ALM : Avec la libération des 404 prisonniers de guerre marocains, considérez-vous que le dossier est clos concernant cet aspect du conflit autour du Sahara Marocain ?
Moulay Ismaïl Alaoui : Je pense que c’est tout à fait normal que le Maroc considère que le dossier n’est pas clos. Il y a encore beaucoup de problèmes qui ne sont pas définitivement résolus dans la mesure où ils concernent les disparus.
Il y a grand besoin de fournir les explications nécessaires aux familles concernées. Une fois ces informations transmises aux familles des disparus, il faudra alors expliciter les responsabilités. En outre, je crois que la libération des prisonniers, essentiellement militaires mais aussi civils, ne met pas un terme au calvaire de nos concitoyens encore séquestrés dans les camps de Tindouf.
Les Etats-Unis ont joué un rôle important dans la libération des prisonniers de guerre. Pensez-vous qu’il s’agit d’un retour en force de la diplomatie américaine dans la région du Maghreb Arabe ?
C’est un constat. La médiation américaine a joué un grand rôle, mais il ne faut pas oublier qu’il y a eu également l’extraordinaire mobilisation pour sensibiliser l’opinion publique nationale et internationale au calvaire des plus anciens prisonniers de guerre dans le monde. Tout cela a fait que nos ennemis se sont vus obligés de les libérer. Cependant, il était indéniable que les Etats-Unis, vu les relations qu’ils entretiennent avec le Maroc et l’Algérie et le poids de leur diplomatie, ont joué un rôle important.
Plusieurs pays ont appelé à un rapprochement entre le Maroc et l’Algérie pour trouver une solution définitive au conflit. Comment voyez-vous un tel éventuel rapprochement ?
Je crois que si des négociations sont engagées de manière sérieuse entre le Maroc et l’Algérie pour apurer tous les contentieux entre les deux pays, cela ne peut être que bénéfique pour nos deux peuples et pour ceux du Maghreb.

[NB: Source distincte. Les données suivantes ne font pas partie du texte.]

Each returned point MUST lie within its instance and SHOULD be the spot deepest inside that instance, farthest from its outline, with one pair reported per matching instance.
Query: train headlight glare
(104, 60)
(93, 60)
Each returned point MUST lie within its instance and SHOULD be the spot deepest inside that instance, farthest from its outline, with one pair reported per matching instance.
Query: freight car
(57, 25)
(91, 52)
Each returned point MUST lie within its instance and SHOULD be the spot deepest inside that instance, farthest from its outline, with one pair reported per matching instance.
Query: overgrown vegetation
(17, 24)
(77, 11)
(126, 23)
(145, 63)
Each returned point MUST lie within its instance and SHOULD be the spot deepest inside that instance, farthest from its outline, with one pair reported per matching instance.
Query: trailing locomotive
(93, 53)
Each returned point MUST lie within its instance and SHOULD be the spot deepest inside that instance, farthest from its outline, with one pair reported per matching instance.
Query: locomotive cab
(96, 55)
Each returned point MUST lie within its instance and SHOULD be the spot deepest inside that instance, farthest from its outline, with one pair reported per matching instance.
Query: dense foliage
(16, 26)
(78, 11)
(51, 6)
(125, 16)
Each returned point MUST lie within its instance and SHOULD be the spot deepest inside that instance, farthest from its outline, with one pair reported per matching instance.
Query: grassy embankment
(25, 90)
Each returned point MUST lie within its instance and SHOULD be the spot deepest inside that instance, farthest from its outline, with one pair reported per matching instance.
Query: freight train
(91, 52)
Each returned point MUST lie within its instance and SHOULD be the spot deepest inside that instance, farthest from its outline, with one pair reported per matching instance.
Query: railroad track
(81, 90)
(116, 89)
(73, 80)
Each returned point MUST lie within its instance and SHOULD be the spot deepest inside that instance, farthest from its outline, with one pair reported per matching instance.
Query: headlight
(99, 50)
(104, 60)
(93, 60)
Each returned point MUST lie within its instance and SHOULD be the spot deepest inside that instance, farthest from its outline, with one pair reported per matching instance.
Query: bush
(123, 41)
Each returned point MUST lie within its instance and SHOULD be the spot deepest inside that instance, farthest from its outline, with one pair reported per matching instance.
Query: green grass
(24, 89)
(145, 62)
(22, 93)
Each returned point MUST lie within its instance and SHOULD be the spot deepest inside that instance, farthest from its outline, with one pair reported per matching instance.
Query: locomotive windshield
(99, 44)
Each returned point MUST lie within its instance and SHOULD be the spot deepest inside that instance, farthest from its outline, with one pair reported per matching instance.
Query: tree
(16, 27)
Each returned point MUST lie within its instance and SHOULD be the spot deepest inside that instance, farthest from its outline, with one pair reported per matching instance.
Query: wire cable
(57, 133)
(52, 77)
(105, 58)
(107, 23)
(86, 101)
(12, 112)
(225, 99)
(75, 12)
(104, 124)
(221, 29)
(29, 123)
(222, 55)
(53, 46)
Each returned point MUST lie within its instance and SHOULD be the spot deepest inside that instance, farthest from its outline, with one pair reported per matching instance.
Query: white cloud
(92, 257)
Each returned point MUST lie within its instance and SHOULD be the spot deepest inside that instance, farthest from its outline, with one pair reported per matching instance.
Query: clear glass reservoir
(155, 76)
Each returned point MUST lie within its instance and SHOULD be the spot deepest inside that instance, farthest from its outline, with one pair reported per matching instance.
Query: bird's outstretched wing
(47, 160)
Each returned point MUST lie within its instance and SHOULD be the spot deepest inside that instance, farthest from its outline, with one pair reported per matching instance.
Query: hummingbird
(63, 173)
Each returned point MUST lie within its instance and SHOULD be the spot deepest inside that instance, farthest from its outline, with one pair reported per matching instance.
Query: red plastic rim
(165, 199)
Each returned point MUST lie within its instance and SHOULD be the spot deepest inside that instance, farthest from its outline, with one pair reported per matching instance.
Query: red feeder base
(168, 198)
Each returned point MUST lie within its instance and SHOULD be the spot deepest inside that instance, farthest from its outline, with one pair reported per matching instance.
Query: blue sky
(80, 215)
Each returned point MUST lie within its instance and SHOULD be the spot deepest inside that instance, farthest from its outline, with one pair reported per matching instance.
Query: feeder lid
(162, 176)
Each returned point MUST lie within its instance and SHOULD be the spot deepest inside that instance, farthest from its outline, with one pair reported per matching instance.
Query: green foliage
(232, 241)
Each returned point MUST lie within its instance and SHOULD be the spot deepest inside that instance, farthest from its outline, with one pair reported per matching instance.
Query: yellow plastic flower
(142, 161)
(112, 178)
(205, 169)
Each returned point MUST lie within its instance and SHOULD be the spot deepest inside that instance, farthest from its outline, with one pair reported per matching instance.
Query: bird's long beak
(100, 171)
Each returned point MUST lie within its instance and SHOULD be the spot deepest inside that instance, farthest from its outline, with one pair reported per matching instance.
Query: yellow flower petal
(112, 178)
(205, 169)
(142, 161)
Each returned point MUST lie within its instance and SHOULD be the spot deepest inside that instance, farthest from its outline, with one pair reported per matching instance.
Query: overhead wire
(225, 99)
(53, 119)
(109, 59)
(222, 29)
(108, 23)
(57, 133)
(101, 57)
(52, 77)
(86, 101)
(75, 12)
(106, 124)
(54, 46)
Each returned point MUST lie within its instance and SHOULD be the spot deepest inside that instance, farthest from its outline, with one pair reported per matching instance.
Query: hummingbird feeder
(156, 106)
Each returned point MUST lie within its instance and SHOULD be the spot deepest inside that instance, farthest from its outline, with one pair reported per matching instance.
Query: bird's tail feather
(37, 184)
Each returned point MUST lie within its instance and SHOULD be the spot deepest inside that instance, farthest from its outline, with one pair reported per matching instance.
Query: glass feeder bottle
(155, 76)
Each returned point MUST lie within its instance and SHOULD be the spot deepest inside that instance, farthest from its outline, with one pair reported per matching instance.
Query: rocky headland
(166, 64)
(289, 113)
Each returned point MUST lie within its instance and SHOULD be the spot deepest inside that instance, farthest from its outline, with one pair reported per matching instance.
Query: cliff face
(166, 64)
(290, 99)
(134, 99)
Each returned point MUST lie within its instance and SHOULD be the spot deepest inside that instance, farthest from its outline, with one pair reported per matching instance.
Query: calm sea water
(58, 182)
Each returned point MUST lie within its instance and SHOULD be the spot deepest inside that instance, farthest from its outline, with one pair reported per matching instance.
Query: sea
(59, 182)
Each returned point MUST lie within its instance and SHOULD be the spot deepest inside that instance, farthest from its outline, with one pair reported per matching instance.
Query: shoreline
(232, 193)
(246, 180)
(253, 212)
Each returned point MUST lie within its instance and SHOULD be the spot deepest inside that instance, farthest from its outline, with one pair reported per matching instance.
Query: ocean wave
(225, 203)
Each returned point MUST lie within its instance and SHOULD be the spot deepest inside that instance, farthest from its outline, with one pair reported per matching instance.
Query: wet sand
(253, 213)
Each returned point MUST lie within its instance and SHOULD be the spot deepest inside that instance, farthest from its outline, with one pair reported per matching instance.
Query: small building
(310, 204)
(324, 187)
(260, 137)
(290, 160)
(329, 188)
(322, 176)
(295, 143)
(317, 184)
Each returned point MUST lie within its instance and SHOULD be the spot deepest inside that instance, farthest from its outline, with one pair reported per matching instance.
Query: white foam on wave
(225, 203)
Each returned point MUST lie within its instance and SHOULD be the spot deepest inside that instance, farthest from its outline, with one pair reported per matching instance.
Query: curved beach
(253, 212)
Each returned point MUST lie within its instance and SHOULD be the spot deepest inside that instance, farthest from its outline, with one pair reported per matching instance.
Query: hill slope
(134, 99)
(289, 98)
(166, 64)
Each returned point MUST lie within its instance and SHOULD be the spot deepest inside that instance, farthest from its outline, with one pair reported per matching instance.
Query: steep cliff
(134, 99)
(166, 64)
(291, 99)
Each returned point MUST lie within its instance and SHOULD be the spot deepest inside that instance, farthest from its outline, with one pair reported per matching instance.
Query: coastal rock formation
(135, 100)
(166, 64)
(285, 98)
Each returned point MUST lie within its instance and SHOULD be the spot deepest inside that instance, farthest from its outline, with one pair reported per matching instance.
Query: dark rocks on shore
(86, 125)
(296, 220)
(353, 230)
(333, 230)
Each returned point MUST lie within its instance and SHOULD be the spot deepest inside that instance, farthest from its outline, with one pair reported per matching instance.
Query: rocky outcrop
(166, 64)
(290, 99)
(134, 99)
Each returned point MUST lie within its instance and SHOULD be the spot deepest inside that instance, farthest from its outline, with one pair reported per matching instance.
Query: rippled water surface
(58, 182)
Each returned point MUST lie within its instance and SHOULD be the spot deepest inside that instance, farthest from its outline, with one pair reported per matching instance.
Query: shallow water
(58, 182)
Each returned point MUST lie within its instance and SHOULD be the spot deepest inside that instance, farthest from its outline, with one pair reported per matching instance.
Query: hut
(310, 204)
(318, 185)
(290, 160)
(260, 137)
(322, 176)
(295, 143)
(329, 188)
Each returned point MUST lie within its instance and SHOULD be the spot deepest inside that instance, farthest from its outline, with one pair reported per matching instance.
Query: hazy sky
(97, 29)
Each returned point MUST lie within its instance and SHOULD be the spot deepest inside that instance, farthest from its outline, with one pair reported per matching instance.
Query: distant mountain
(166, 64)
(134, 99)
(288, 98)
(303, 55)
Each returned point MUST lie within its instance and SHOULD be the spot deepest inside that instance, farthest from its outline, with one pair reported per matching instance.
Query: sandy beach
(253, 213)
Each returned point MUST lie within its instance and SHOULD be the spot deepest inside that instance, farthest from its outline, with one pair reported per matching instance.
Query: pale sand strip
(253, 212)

On y croit toujours, car c’est une nécessité économique, mais aussi politique.
Un Maghreb uni peut jouer un rôle extrêmement important dans le contexte de la mondialisation avec de grandes entités comme l’Union européenne, l’ALENA et un grand marché commun en chantier en Amérique latine. Il est quand même triste que nos peuples du Maghreb, qui se trouvent avoir les mêmes racines, qui partagent la même religion et les mêmes langues, continuent de vivre la désunion. Il est temps de démentir Ibn Khaldoun qui affirmait, dans un autre contexte, que «les Arabes se sont mis d’accord pour ne jamais se mettre d’accord».
Dans ce nouveau contexte, quel rôle, d’après vous, doit être celui du HCR ?
Pour moi, le Haut Commissariat aux Réfugiés a d’abord l’obligation de procéder à un recensement précis et exhaustif de tous ceux qui se considèrent comme originaires de l’ex-Sahara espagnol. Il y a un deuxième travail à faire par cet organisme et qui consiste à donner la possibilité aux personnes qui le voudraient de rentrer chez elles pour partager la vie et le sort des leurs dans le cadre d’un Maroc unifié et démocratique.
Régionalisé aussi ?
Quand je dis démocratique, cela englobe une démocratie élargie dans toutes ses dimensions, y compris la régionalisation.